1Institut National Polytechnique Houphouët Boigny (INPHB), Yamoussoukro, Côte d’Ivoire

2Ecole Supérieure Africaine des Technologies de l’Information et de la Communication (ESATIC), Abidjan, Côte d’Ivoire

Copyright © 2016 by authors and Scientific Research Publishing Inc.

This work is licensed under the Creative Commons Attribution International License (CC BY).

http://creativecommons.org/licenses/by/4.0/

Received 27 August 2015; accepted 1 January 2016; published 4 January 2016

ABSTRACT

This paper presents a robust sixth-order Discrete-time Extended Sliding Mode Observer (DESMO) for sensorless control of PMSM in order to estimate the currents, speed, rotor position, load torque and stator resistance. The satisfying simulation results on Simulink/Matlab environment for a 1.6 kW PMSM demonstrate the good performance and stability of the proposed ESMO algorithm against parameter variation, modeling uncertainty, measurement and system noises.

Keywords:

PMSM, Extended Sliding Mode Observer, Feedback Control

1. Introduction

Drive applications with PMSM are receiving more and more interest because of their better performance in dynamic and steady state responses, from their greater power density, larger torque/ampere, best efficiency, lower cost and easier maintenance [1] [2] . To achieve high-performance field oriented control, accurate rotor position information, which is usually measured by rotary encoders or resolvers, is indispensable. However, the use of these sensors increases the cost, size, weight, and wiring complexity and reduces the mechanical robustness and the reliability of the overall PMSM drive systems.

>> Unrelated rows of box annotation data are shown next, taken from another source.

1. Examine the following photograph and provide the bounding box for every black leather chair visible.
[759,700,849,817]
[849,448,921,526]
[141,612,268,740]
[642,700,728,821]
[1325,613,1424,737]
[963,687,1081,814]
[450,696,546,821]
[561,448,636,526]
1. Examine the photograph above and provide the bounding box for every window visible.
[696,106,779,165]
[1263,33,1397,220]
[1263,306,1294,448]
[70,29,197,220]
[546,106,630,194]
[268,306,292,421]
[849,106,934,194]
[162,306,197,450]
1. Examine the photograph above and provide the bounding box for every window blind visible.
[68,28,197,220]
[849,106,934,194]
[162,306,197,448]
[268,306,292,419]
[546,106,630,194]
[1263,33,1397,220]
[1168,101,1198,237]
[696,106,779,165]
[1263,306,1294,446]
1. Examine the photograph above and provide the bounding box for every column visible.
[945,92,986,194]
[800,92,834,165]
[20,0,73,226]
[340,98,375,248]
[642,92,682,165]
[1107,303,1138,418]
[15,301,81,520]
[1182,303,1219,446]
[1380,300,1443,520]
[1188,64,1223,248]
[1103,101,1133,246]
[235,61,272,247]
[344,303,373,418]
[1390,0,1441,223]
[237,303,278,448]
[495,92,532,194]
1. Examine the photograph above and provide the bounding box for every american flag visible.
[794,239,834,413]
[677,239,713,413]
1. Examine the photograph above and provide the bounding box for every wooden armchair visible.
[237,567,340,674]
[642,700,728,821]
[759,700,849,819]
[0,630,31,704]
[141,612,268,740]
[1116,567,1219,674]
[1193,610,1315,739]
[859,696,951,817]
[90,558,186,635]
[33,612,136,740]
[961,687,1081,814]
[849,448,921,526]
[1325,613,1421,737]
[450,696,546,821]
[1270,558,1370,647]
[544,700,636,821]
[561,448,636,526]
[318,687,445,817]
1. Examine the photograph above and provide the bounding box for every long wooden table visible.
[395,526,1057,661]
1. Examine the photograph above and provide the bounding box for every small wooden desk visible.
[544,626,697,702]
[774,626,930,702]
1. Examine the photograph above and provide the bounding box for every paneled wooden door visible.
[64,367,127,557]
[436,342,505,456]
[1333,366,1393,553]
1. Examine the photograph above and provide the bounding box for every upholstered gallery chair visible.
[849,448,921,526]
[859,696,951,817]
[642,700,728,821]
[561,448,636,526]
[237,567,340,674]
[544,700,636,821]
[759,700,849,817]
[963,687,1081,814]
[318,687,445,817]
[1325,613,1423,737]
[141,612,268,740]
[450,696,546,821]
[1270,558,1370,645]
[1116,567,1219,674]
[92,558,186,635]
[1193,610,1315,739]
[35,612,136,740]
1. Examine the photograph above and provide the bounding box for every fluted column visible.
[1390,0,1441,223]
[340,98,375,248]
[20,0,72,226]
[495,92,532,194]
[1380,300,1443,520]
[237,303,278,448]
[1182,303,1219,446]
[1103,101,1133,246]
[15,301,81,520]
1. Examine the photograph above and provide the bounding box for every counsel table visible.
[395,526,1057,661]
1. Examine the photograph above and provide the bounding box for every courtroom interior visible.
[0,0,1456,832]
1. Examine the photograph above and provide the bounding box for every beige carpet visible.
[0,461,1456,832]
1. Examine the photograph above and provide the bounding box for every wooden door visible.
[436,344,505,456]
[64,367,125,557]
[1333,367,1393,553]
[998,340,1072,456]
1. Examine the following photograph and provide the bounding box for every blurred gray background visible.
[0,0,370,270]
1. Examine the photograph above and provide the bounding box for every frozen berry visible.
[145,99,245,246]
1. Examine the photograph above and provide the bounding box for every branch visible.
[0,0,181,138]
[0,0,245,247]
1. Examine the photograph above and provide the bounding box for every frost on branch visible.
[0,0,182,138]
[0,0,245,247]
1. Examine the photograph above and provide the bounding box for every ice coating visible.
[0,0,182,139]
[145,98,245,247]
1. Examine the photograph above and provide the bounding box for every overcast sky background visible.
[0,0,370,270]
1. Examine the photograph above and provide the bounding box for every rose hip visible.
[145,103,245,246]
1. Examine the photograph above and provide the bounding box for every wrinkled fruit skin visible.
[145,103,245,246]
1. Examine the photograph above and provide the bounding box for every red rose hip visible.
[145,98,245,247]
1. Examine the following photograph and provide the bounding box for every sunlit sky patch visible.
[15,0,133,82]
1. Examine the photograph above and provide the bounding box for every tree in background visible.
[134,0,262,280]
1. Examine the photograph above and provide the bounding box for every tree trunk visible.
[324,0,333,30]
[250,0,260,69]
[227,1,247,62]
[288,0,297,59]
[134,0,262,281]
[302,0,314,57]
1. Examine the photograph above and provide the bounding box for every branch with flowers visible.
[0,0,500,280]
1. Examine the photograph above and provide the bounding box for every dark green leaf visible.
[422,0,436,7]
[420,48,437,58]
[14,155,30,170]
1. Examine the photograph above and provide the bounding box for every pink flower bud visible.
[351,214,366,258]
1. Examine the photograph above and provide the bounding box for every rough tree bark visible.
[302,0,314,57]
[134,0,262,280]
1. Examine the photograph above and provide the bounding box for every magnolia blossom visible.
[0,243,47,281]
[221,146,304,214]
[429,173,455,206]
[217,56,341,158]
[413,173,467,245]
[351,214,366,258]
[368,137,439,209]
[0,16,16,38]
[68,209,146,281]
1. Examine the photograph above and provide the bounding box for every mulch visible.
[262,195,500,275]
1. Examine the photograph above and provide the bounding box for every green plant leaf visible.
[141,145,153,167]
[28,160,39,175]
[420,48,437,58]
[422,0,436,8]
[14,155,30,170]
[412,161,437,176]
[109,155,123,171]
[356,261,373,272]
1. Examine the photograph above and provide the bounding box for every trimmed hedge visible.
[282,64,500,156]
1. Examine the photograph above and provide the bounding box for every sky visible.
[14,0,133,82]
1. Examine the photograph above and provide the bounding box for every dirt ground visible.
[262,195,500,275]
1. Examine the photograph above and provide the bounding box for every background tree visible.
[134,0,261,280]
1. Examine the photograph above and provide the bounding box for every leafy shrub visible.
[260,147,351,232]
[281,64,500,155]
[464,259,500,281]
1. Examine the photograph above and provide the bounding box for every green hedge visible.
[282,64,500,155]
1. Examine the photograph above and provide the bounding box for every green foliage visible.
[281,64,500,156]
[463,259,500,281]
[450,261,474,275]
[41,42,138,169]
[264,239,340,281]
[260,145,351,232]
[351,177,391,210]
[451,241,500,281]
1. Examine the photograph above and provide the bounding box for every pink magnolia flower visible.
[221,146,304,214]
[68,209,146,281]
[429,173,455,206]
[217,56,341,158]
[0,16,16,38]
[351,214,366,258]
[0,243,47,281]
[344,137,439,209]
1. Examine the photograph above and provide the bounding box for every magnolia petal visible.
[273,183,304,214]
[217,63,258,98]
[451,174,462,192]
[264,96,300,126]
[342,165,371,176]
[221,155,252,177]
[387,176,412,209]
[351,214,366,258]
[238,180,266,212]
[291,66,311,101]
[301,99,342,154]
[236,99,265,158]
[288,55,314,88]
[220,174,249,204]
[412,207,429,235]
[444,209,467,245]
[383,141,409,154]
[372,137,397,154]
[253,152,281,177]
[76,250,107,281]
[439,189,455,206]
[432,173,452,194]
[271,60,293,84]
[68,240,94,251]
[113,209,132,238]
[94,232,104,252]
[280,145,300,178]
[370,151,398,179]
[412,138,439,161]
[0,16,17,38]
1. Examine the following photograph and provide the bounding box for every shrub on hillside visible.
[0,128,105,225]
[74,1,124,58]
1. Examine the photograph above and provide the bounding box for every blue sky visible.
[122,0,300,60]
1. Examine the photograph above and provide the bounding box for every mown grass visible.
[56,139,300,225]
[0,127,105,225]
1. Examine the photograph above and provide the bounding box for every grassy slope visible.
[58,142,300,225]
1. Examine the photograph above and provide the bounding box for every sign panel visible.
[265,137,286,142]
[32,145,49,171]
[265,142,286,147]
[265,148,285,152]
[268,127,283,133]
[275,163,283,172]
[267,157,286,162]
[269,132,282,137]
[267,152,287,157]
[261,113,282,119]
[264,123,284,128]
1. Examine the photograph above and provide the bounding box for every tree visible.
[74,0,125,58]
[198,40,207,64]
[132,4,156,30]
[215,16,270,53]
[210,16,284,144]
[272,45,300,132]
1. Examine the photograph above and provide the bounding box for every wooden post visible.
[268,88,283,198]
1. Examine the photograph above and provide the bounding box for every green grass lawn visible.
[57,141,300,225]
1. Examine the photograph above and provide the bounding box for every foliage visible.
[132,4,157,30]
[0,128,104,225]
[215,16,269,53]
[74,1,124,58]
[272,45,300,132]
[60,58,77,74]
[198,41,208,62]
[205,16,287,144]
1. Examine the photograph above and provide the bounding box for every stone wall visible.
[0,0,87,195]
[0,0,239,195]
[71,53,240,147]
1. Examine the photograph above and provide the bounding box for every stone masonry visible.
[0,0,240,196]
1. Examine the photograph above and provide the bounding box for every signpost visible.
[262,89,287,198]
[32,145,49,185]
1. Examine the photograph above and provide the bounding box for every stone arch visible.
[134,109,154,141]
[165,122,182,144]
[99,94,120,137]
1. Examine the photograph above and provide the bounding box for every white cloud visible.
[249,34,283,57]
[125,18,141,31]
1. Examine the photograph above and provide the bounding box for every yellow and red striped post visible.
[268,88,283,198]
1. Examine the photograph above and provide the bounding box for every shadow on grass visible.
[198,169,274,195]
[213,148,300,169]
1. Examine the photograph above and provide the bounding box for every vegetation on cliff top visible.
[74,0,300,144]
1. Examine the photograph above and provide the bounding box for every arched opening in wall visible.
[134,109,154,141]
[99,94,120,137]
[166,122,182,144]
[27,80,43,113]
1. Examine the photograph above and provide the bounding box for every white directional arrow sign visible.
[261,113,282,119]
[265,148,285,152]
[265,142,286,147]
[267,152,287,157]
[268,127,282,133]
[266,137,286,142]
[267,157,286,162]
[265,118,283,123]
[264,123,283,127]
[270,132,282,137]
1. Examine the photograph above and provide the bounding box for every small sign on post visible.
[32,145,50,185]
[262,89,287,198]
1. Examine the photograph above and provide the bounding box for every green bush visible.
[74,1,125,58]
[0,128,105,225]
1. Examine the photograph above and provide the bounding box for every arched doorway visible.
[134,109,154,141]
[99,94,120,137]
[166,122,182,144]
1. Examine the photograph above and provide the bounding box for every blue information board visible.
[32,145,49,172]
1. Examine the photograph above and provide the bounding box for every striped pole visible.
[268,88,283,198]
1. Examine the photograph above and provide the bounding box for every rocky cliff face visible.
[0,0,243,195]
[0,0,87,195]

The goal of the research for this dissertation was to develop a rotor position/speed/load torque sensorless control system with performance comparable to the sensor-based control systems for PMSMs over their entire operating range.

The naturally structure of non-linear multivariable state of PMSM models induces the use of robust feedback linearization method [3] [4] in order to permit a decoupling and good dynamic stability of the PMSM variables in a field-oriented (d, q) coordinate so that stator currents can be separately and independently controlled.

However, this feedback control technique requires the knowledge of the instantaneous speed which is often difficult to access or not usually measurable in practice. Also parameters variations (more specifically the stator resistance and load torque variation) and noises injected by the inverter in the PMSM can induce a lack of field orientation and a state-space “coupling”, which can involve a performance degradation of the system.

In order to achieve better system dynamic performance, the approach proposed in this paper consists to design extended observers allowing an on-line estimation of speed, position, load torque and stator resistance.

The Extended Kalman Filter (EKF) presented in [5] [6] can be used for the problem of states estimations for PMSM sensorless control. Unfortunately the initialization and the optimal choice of covariance and gain matrix are delicate. These matrixes play a critical role in robustness of the EFK.

Another approach proposed in [7] -[10] to estimate the state variables in a PMSM is the use of Sliding Mode Observer (SMO). This nonlinear estimator, based on the variable structure system theory, has been chosen to be of type “Sliding Mode” for having many advantages like: robustness to disturbances, low sensitivity to the system parameters vibrations, some gains easily adjusted compared with the EKF.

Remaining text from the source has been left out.